One of my favorite scenes in the film shows a low ranking soldier addressing the general during a speech he is giving the troops. The soldier asks McMahon if it’s true that they are giving out a medal for restraint. The general confirms this and explains that since the enemy don’t wear uniforms, can be anywhere, and don’t stand out among the general citizenry that its important not to use violence until its proven to be warranted. The soldier then declares, “So, we are getting awards for not being marines? I’m confused.”
This difference in viewpoint between the military and civilians shows up all over the film, and is quite interesting in the relationship between McMahon and his wife (Meg Tilly). When we first see them, they are also seeing each other for the first time in a very long time. Their encounter is awkward and uncomfortable, they are acting like they think a married couple should act but seem to have forgotten how or even whether the other person truly is their spouse. While this relationship does change throughout the course of the film and they do become comfortable with each other again over time, this opening scene between the two just adds emphasis to what we have been seeing the whole film whenever McMahon and his men interact with government attaches, reporters, and the like which is that military men and civilians have very different mindsets and don’t seem to be able to fathom what the other side’s motivations are.
War Machine also remains very up to date and topical with the way it handles the topics of the media and military relationship to the President of the United States. Obama is constantly mentioned throughout the film as a seemingly uncaring shadowy figure who would rather not get his hands dirty with Afghanistan and leaves that up to his generals while the media and leaks to said media make for some of the more entertaining bits in the movie, but also in the end make up the bulk of the film’s message. And, before I move on to my final verdict, I have to mention that if you don’t understand the complexity of the situation in Afghanistan after the scene in which McMahon is speaking to an Afghan father and his young son in their home after a skirmish took place there, then I would suggest psychiatric diagnosis to make sure you are not a complete sociopath.
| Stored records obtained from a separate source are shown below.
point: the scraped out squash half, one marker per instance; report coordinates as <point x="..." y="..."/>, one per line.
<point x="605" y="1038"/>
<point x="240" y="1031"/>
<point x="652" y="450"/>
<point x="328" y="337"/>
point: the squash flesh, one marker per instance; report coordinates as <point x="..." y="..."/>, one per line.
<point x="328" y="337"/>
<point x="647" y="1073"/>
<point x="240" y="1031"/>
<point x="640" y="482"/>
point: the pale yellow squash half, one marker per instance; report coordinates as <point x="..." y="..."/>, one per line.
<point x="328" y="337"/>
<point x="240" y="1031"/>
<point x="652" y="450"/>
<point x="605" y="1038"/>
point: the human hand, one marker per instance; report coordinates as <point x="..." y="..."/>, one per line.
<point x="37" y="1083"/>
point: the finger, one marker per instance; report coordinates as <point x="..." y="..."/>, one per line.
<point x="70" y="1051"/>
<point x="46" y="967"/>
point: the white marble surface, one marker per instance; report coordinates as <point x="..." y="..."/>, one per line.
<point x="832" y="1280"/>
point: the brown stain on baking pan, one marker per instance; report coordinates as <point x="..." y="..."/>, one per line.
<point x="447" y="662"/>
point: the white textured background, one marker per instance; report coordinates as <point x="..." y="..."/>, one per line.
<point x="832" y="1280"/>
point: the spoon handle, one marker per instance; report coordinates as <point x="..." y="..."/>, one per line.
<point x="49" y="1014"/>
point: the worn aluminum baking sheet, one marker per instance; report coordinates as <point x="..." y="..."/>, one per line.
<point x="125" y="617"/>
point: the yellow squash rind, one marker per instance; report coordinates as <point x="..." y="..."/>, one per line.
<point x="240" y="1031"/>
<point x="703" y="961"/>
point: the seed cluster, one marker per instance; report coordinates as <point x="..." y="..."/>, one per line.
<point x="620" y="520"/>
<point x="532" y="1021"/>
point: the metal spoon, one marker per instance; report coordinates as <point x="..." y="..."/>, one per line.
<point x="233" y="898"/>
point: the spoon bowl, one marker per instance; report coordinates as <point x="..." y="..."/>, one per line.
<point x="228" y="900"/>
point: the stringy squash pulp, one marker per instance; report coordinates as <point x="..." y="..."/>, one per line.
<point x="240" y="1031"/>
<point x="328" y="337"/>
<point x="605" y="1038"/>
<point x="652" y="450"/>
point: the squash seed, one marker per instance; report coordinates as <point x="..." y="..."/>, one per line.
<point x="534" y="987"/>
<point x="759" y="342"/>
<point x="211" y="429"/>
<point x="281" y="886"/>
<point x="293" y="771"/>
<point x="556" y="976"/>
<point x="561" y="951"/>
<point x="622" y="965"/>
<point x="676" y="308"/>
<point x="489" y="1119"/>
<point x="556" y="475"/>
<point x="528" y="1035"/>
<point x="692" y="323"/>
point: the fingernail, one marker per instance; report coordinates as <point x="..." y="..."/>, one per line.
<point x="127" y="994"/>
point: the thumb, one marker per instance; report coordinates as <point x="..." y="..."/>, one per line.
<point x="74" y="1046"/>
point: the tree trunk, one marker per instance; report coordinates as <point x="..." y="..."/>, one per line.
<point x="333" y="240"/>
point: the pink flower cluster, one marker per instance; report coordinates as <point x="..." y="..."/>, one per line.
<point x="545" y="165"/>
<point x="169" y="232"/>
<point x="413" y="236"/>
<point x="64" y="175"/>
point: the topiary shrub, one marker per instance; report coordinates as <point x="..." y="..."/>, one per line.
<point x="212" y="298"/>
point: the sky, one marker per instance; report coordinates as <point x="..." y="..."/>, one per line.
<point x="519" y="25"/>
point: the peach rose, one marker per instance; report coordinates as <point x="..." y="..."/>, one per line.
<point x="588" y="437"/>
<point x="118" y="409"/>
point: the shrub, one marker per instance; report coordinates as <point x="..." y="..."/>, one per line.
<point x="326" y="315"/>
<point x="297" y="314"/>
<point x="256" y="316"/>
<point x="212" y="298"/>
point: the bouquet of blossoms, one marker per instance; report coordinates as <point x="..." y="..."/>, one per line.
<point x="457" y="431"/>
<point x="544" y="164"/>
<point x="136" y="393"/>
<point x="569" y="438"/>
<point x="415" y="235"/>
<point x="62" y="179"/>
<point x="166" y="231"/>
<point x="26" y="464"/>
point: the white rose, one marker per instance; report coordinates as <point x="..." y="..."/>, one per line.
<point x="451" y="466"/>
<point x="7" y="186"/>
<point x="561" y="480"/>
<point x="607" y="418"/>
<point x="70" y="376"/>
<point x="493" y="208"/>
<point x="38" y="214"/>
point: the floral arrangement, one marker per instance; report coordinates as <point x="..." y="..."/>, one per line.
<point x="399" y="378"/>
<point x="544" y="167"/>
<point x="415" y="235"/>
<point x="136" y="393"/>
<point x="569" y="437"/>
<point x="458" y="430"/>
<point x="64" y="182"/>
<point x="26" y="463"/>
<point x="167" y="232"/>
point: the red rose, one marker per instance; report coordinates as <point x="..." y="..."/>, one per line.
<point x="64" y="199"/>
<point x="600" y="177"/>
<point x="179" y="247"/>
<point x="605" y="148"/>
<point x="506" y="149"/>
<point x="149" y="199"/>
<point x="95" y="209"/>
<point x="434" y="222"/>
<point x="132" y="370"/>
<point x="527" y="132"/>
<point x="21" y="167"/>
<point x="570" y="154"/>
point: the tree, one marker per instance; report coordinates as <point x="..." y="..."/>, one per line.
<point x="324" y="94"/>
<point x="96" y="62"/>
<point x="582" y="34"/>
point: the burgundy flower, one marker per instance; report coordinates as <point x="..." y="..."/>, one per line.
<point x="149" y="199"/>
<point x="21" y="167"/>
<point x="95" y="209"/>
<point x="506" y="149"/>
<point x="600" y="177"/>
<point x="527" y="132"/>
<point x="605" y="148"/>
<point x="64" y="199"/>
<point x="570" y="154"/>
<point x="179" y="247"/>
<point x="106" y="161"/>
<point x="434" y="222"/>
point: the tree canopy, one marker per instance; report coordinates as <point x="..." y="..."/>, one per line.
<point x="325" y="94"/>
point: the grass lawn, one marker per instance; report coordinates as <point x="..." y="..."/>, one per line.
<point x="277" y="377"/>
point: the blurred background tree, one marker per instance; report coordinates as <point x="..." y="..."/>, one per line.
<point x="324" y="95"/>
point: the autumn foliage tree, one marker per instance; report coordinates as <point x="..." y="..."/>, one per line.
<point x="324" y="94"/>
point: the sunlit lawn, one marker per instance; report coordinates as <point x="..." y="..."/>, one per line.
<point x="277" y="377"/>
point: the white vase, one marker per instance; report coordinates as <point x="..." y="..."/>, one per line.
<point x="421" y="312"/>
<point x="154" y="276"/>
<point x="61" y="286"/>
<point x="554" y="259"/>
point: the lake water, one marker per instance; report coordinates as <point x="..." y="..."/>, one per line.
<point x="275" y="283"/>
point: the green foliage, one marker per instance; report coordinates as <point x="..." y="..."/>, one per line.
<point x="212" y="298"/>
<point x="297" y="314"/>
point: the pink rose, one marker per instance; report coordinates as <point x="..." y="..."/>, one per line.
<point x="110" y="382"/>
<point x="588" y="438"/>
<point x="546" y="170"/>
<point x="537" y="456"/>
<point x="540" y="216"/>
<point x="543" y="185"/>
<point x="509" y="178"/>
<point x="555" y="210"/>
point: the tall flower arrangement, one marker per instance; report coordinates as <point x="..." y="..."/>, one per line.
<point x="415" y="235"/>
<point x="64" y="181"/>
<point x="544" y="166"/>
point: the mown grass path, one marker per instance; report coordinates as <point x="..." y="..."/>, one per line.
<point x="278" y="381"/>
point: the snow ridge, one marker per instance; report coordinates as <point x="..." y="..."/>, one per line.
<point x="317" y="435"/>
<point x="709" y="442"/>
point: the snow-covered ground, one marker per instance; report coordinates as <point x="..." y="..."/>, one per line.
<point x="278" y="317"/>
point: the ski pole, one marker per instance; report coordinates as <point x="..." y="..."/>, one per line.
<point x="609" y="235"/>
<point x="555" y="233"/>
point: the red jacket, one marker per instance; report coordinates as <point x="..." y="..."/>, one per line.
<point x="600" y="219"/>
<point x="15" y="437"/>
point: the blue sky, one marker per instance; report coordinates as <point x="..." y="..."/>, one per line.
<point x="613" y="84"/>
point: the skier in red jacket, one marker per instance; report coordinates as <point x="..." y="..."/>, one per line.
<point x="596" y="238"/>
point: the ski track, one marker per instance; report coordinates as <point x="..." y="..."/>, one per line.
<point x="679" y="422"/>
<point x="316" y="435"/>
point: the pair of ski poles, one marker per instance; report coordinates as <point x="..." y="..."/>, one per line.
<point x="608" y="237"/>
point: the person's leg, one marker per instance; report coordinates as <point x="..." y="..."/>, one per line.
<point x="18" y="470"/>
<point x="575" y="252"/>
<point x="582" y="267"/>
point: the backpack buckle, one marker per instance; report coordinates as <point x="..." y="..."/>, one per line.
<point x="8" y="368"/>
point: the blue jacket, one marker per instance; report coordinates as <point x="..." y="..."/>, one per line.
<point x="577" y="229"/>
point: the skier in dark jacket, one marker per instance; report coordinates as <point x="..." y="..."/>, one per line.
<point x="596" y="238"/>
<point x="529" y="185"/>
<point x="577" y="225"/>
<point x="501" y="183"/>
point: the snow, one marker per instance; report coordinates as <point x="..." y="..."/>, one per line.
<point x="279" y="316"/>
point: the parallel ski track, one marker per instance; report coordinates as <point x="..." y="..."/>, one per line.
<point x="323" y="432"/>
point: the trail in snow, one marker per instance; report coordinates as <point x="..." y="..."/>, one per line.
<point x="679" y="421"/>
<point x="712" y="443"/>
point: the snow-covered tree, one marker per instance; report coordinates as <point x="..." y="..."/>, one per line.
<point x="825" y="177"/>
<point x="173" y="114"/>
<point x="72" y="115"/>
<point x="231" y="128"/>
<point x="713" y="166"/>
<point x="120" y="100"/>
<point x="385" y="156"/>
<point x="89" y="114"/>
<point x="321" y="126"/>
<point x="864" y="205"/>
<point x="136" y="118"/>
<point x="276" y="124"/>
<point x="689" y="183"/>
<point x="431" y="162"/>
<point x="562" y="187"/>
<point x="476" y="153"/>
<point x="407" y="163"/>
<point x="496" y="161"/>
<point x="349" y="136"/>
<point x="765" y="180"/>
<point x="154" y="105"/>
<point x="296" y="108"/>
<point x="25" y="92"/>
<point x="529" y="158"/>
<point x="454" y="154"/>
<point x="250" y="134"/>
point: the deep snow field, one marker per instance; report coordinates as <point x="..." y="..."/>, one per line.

Final verdict: War Machine is a slow paced, tonally inconsistent story, but it’s one that you should make an effort to watch – and it will take a bit of an effort for most – due to its much stronger than usual understanding of all the major parties involved in our military actions in Afghanistan. It’s all talk, very little action, but that talk is some fantastic, important talk. After all is said and done, you will never be able to look at that Rolling Stone magazine cover with Lady Gaga wearing nothing but assault rifles as a bra as anything other than the perfect metaphor for U.S. involvement in Afghanistan again.